Big Data is becoming a huge part of the modern world, and the ability to quickly sift through it and discover insights is becoming more and more valuable. ElasticSearch NoSQL document store used for creating and anylzing scalable, searchable, data warehouses. It is used by the likes of Wikipedia, Netflix, Uber, and many more of todays largest tech companies.

Today I’ll just be playing around with it, setting up a google cloud serrver and running some queries. In a future post I may show how to create a visualization board in Kibana.

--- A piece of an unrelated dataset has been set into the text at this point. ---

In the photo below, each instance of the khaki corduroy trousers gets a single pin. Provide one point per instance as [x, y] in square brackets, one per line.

⚠️ Warning: This is not intended to be an in-depth tutorial for an absolute beginner. It is however an example of working with the garage door open and I think novices may still find value in it.


Setup and Start

First of all you’ll need to get the ELK stack up and running (ElasticSearch, Logstash, Kibana). Here are some great resources for getting started witht he basics:


Making some Queries

ElasticSearch is different from SQL based analysis in that it makes all of its requests in JSON. Personally I learn best by example, so I’ve listed some desired queries and their corresponding ElasticSearch JSON.


Question 1

“Display count of all the documents in the nyc311calls index”

GET /nyc311calls/_count


Question 2

“Display count of all calls with the word “heat” in descriptor in the nyc311calls index”

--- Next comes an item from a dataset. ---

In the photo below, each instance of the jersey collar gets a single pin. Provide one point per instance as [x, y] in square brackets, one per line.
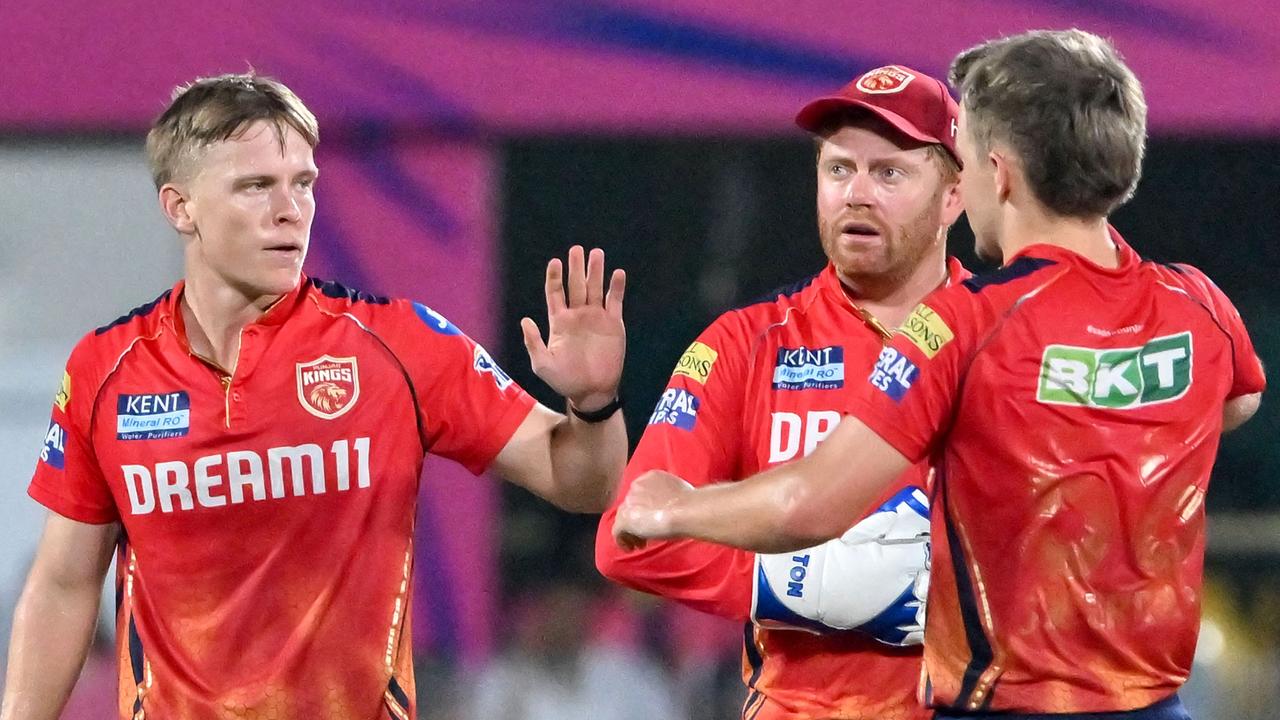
[828, 281]
[274, 315]
[1125, 254]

GET /nyc311calls/calls/_count
{
  "query": {
      "match": { "Descriptor": "heat"}
  }
}


Question 3

“Write an aggregation to show the top 10 cities with the highest number of calls”

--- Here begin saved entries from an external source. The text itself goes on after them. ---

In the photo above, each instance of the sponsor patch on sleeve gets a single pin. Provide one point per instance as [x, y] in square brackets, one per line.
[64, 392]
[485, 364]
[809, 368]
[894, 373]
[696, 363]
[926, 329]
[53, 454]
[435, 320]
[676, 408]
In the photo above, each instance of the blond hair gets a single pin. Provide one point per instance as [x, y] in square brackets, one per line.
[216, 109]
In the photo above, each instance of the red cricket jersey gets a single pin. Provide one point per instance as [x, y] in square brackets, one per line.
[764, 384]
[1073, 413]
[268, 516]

GET /nyc311calls/calls/_search
{
  "size":0,
  "aggs": {
    "group_by_city": {
      "terms": {
        "field": "City.keyword",
        "size": 10
      }
    }
  }
}


Question 4

“Write a query to see the status of all cases ina given borough.”

GET /nyc311calls/calls/_search
{
  "query":{
    "match":{
      "City": "BROOKLYN"
    }
  },
  "size":0,
  "aggs": {
    "group_by_status": {
      "terms": {
        "field": "Status.keyword"
        }
      }
    }
  }
}